Sur le seuil de la porte de son appartement, il serrait dans sa main son unique trousseau de clefs, tandis que de l’autre il retenait le battant. L’ombre imprégnait le couloir.

Chaque fois qu’il posait son regard sur les murs, il se figurait une obscurité poisseuse et collante qui suinterait de la substance même de l’immeuble. Jamais il ne sortait lorsque la lune était seule maîtresse. La nuit était le repère des racailles et des rockloubs, des dealers et de leurs clients aux yeux poudre, des filles de joie et des garçons sans foi, oubliés des lois. Dans un chuintement, le loquet glissa dans sa logette et le panneau de métal heurta l’huis en silence.

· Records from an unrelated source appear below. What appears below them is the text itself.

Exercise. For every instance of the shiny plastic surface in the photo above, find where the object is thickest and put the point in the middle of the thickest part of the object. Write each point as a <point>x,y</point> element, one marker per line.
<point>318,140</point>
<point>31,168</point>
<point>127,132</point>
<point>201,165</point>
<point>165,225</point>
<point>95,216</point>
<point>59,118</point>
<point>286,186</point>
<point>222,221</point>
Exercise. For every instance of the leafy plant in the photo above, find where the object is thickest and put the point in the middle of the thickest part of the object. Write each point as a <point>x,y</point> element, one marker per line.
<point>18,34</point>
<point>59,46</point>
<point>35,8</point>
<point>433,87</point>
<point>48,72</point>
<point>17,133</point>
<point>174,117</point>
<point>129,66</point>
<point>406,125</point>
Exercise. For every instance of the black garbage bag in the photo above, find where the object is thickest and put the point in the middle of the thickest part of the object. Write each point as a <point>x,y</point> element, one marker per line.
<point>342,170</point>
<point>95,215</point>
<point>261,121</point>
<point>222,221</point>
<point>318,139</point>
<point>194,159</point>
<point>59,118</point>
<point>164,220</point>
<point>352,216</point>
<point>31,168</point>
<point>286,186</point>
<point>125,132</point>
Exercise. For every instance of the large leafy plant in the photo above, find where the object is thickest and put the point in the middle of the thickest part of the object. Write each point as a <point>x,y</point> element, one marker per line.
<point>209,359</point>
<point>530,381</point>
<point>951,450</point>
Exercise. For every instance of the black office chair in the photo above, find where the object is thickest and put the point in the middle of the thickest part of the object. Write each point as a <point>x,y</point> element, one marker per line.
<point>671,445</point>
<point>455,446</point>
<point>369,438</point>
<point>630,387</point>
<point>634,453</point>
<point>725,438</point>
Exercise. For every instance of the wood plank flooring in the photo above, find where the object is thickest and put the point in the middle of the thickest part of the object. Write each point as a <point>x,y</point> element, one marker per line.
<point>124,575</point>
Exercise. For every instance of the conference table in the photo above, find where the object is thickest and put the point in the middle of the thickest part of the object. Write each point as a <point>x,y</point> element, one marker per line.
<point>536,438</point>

Dans le corridor, le silence était total et les ténèbres presque intégrales. Au loin, préservé, un minuscule signal lumineux éclaboussait le mur d’un jaune sale. Arrachés, cassés, ou bien tout simplement trop vieux, les interrupteurs ne dispensaient plus, depuis longtemps, leurs bienfaits. Par moments émanaient des odeurs en provenance des appartements voisins, mélanges de mauvaises cuisines, d’habits sales et d’effluves corporels. Sous ses pieds, la moquette puante étouffait le bruit de ses pas, cependant que lui parvenaient les hurlements d’un poste de décérébration. Par instants, des cris jaillissaient, fusaient, puis se taisaient ; expression morbide de gens à qui l’on avait ôté jusqu’au sens des mots même.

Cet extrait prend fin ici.